Equipo óptico: Formado por un equipo de lentes que permite enfocar la luz procedente del prisma.
Sistema de lectura: Consiste en una escala graduada sobre la que incide la luz procedente del prisma apreciándose una línea de separación – a veces con separación de colores- que facilita la lectura. La escala de lectura está graduada para determinar niveles de proteínas en suero/plasma y el peso específico de la orina.

2.1. El Refractómetro Clínico

Es el instrumento utilizado para determinar la concentración de sustancias disueltas en una disolución acuosa midiendo el índice de refracción.

El refractómetro clínico tiene tres escalas:

Proteínas en suero: en g/100 mL.
Índice de refracción: adimensional.
Densidad de la orina.

2.2. Refractómetro Grados Brix, ºBR

Para medir azúcares contenidos en sustancias muy diversas: zumos de fruta y otras bebidas, productos alimentarios, disoluciones glucosadas.

La medida se realiza en grados Brix. Esta nomenclatura mide el cociente de azúcar que hay en una disolución. Si tenemos 18ºBx de un determinado azúcar en una disolución, significa que hay 18 g de azúcar por cada 100 g de agua o disolvente.

Con la ayuda de tablas tabuladas y con la medida de los grados Brix, podemos determinar la densidad de una sustancia y su índice de refracción.

3. Práctica: Determinación de Proteínas en Suero

3.1. Preparación del Refractómetro

Abrir la placa que cubre el prisma.
Limpiar la placa y el prisma con un paño suave para evitar rayar la superficie.
Dirigir el prisma hacia la luz.
Ajustar el anillo de dioptrías para apreciar claramente la escala graduada.

3.2. Calibrado

Dos posibilidades:

a) Con agua desionizada:

Se coloca una gota (50 microlitros) de agua en el centro del prisma y se cierra la tapa.
Esperar un momento para que el agua se distribuya sobre la superficie del prisma.
Situar el refractómetro hacia la luz. Con ello mejoramos la visualización de la línea de separación sobre la escala.
Enfocar la escala girando el ocular.
Mirar por el ocular y girar el tornillo de ajuste hasta que la línea de separación se sitúe sobre la línea de calibración del agua (Wt). Esta calibración servirá tanto para determinación de niveles de proteínas como de peso específico de la orina.
Se limpia el prisma con un paño húmedo y posteriormente seco.

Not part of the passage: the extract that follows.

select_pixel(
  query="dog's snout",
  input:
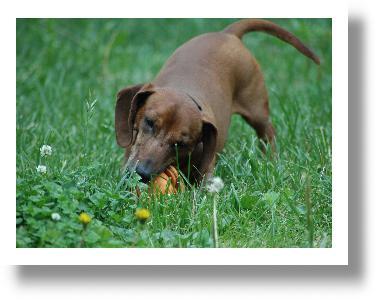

b) Mediante soluciones estándar de baja y alta concentración de la misma sustancia a medir: El proceso es el mismo pero ajustando con el tornillo a los valores indicados para cada uno de los estándares utilizados.

3.3. Determinación de los Niveles de Proteína en Suero

Situar en el centro del el prisma una gota de suero cerrando la placa situada sobre el prisma.
Esperar unos momentos hasta que el suero se desplace sobre la superficie del prisma.
Dirigir el refractómetro hacia la luz para visualizar lo más cómodamente posible la línea de separación en la escala graduada.
Enfocar la escala girando el ocular.
Leer sobre la escala de concentraciones los niveles de proteínas.
Si la temperatura es diferente a la del momento en que se realizó la calibración, proceder a la corrección del valor obtenido. Podemos hacerlo sumando/restando 0,1 por cada grado que la temperatura es superior /inferior a 20 ºC.

Observación: En las determinaciones de peso específico de la orina los valores obtenidos son ligeramente inferiores (0,02 unidades menos) a los obtenidos por otras técnicas como el urinómetro o las tiras reactivas.